P.T. Algumas permitem, outras vê-se que estão com um propósito apenas

didáctico e técnico. Até a tradução é um pouco estranha para nós, o que nas arias

antigas isso já não acontece porque há um texto para o qual a música foi feita, e

às vezes esse texto não é muito fácil para os alunos.

14. Considera que neste método a relação entre a música e a poesia é pertinente?

Pode dar um exemplo?

P.T. Nem sempre, sobretudo nas primeiras, depois já se encontram outras muito

bonitas.

15. Uma das principais preocupações de Vaccaj na escrita deste método, ao nível

técnico, é, por um lado unificação de registos e, por outro lado criar um

método acessível a todas as vozes.

a) Que tipo de contributo considera que as arietas podem ter para a

unificação de registos vocais?

P.T. Não tenho dúvidas que impõem reais dificuldades.
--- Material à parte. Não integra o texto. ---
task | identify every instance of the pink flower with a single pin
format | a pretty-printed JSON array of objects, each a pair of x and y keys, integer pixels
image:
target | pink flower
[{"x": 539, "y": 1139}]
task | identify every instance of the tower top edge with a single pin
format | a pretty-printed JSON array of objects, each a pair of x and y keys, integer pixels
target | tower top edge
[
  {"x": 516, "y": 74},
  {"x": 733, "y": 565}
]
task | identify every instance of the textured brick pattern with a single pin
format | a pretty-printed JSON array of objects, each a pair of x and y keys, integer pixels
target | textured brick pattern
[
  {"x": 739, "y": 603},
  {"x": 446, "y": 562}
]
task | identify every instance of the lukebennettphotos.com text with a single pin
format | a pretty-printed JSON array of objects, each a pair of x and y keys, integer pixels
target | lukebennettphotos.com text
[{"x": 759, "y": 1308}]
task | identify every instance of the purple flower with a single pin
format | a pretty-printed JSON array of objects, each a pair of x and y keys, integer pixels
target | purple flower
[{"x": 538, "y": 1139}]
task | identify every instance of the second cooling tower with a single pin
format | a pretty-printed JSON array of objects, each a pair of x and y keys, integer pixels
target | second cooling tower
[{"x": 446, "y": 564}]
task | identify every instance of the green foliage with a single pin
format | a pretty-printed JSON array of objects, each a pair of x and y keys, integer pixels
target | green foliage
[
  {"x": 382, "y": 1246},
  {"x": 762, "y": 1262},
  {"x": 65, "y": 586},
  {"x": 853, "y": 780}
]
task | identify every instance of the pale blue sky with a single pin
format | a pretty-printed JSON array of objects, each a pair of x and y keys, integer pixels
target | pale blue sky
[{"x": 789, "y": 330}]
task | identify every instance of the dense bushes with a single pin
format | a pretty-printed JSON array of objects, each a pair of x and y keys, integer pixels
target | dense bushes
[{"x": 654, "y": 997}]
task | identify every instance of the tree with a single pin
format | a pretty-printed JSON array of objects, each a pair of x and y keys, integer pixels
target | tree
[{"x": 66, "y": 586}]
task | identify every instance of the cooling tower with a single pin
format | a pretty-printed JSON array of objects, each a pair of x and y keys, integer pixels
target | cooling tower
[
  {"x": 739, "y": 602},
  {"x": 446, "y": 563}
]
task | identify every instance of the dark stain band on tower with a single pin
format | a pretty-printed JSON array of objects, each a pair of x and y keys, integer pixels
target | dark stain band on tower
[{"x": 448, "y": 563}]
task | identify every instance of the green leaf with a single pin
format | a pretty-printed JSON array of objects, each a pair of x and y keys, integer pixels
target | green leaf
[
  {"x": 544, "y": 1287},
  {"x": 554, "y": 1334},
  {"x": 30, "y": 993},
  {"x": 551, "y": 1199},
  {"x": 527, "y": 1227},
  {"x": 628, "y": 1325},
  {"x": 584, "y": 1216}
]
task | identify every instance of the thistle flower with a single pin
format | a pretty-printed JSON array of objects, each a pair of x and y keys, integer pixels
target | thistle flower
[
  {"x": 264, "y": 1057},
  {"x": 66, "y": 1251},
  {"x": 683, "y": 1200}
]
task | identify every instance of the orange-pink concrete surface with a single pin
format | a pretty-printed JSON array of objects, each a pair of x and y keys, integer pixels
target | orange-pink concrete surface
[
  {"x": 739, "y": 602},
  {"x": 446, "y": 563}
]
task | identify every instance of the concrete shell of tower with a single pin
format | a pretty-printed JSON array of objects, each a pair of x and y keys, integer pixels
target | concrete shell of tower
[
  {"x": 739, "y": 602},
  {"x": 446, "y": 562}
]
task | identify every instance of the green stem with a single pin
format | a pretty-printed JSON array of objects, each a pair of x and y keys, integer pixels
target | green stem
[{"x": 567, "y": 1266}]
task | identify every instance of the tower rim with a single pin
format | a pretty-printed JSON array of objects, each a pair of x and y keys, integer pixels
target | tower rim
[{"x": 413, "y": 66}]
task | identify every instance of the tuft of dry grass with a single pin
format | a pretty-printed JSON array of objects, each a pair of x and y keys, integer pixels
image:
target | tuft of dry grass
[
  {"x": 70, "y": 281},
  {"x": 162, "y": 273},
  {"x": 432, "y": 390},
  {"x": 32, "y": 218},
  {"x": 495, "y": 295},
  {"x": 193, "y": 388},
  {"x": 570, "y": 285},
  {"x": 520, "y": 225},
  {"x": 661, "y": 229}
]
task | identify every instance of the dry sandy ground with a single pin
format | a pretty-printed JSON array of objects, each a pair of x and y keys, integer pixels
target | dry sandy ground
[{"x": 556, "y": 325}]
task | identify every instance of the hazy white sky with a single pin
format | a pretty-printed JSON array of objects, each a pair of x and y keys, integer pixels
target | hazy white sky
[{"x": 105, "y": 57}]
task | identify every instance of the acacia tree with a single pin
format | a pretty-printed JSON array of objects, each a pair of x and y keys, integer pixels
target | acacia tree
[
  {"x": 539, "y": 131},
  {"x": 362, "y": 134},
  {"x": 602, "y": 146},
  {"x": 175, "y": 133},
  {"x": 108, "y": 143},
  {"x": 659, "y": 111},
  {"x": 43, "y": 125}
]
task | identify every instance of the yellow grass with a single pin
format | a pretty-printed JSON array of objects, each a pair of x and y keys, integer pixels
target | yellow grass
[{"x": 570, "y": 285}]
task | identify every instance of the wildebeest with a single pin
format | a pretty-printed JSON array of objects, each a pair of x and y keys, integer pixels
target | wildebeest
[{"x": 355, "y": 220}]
O aluno que as conseguir

fazer as arietas do método de uma forma correcta, consegue com mais facilidade

estudar o outro reportório. Todas as questões relativas à melodia estão sem

dúvida no MV.

b) Concorda que as arietas possam ser estudadas por todos os tipos de

vozes? Porquê?

P.T. Sim, sendo um método de estudo acho até pertinente.

16. Considera este método actual? Porquê?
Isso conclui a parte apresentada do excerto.